Sure, the mother and daughter’s journey could end that way. Of course, it could also end with them being scooped up by the Border Patrol and sent back to their village in Mexico.
And now that more people have seen the full version of the ad, it’s the company’s turn to be afraid – of pushback, harassing phone calls, hate mail, talk radio tantrums, maybe even a boycott by those who want a closed border to match their state of mind. All things that make corporate folks nervous.
In a statement to The Wall Street Journal, 84 Lumber’s president and owner Maggie Hardy Magerko, said: “Even President Trump has said there should be a ‘big beautiful door in the wall so that people can come into this country legally.’ It’s not about the wall. It’s about the door in the wall. If people are willing to work hard and make this country better, that door should be open to them.”

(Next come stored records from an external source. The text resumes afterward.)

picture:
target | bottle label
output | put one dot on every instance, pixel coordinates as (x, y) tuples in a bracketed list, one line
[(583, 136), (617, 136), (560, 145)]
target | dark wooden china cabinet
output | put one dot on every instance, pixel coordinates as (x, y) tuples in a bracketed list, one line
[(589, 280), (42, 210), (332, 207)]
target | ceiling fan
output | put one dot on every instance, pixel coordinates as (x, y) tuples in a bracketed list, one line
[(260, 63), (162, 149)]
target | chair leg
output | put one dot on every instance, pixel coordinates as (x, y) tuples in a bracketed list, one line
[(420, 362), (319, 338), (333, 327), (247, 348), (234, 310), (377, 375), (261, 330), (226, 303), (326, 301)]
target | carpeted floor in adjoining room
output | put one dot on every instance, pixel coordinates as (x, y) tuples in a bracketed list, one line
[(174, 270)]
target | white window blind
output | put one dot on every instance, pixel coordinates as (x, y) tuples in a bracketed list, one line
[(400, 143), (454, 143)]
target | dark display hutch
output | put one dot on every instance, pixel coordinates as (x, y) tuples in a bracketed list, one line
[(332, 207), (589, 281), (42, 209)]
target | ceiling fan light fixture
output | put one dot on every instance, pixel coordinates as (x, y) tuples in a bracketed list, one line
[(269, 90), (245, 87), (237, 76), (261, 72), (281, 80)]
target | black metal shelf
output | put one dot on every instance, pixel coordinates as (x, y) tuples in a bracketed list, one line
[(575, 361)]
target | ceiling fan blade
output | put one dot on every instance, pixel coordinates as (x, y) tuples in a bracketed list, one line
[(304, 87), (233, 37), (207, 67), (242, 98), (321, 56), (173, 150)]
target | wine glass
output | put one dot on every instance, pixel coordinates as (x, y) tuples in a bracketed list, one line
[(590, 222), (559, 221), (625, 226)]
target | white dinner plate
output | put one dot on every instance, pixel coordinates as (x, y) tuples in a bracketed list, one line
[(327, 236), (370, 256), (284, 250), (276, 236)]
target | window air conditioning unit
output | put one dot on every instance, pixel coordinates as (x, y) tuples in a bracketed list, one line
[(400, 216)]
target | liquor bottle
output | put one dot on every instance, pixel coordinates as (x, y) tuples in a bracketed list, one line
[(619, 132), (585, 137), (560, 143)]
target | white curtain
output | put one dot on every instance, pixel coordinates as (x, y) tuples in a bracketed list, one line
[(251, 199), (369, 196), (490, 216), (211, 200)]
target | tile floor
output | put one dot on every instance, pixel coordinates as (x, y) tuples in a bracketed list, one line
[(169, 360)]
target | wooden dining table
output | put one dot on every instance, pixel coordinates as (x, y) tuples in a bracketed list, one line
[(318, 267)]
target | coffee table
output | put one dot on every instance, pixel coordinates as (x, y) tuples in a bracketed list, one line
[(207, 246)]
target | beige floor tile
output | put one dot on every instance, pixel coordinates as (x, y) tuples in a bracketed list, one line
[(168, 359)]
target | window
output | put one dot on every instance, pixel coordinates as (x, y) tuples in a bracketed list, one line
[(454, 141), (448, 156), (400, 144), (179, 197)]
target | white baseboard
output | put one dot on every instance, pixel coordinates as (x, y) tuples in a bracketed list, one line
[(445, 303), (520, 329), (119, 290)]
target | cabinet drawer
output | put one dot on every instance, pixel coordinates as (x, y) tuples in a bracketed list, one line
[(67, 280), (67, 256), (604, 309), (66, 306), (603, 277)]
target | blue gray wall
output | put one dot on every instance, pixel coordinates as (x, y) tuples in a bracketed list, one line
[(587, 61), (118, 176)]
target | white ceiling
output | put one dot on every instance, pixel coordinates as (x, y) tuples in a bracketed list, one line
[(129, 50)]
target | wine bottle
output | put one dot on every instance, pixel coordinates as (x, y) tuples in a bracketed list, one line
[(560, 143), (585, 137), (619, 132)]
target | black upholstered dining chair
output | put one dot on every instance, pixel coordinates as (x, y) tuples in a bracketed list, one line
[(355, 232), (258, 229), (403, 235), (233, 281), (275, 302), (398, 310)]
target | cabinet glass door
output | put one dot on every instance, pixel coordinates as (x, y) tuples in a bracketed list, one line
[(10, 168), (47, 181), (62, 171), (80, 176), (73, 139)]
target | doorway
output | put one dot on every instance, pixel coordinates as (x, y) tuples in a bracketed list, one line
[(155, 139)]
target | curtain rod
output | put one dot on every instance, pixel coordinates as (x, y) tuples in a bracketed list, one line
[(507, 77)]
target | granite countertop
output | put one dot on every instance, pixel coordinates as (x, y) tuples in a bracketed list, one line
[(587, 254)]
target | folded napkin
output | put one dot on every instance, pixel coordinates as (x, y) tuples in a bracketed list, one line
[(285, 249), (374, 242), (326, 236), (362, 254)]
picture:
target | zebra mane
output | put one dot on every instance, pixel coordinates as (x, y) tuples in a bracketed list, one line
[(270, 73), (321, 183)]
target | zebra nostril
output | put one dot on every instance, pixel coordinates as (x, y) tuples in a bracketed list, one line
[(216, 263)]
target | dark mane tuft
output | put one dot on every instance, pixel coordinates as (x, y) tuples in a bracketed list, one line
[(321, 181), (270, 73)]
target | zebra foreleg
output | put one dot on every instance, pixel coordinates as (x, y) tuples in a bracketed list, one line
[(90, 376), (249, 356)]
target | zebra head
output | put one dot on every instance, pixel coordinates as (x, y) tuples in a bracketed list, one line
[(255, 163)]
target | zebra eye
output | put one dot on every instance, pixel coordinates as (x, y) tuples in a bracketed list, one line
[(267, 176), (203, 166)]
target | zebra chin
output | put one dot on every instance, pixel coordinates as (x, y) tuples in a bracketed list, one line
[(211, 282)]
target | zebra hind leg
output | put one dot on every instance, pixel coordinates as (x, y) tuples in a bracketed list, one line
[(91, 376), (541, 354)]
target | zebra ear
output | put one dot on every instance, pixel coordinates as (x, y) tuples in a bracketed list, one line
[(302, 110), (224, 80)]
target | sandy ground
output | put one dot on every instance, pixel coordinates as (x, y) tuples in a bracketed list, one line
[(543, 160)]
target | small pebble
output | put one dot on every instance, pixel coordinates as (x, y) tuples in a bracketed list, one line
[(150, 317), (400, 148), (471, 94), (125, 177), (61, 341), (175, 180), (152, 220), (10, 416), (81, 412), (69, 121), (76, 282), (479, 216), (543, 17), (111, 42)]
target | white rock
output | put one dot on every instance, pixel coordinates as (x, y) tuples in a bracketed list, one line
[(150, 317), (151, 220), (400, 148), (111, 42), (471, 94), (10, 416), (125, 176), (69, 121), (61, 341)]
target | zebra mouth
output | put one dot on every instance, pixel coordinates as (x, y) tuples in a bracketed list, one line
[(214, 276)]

Don’t tell me. Tell Trump, who recently let the cat out of the bag when he talked about reforming the visa and green card programs to protect U.S. workers. In an attempt to please both nativists on the right and unionists on the left, he is going after legal immigrants.
After all, who do these people from India, China, Mexico, and a host of other countries think they are anyway? How dare they inconvenience American laborers by making them get up earlier, move faster, work harder and log more hours?
When you watch the full commercial, you understand why Americans try to keep out immigrants – for our own survival. Many of the newcomers have qualities that terrify us. They’re better than us, stronger, more optimistic, more willing to sacrifice, and have a fiercer work ethic.
The daughter in the ad spends the journey collecting strips of paper that she weaves into a tattered version of the Stars and Stripes. The message: Immigrants “get” the whole point of America, because they’re it. The commercial ends with an even more powerful tagline: “The will to succeed is always welcome here.”
Still, Americans don’t welcome the competition.
So, on Nov. 8, in desperation, we hired a protector to look out for our interests. His name is Donald Trump.
For that error in judgment, and for letting our fear get the better of us, we ought to be ashamed.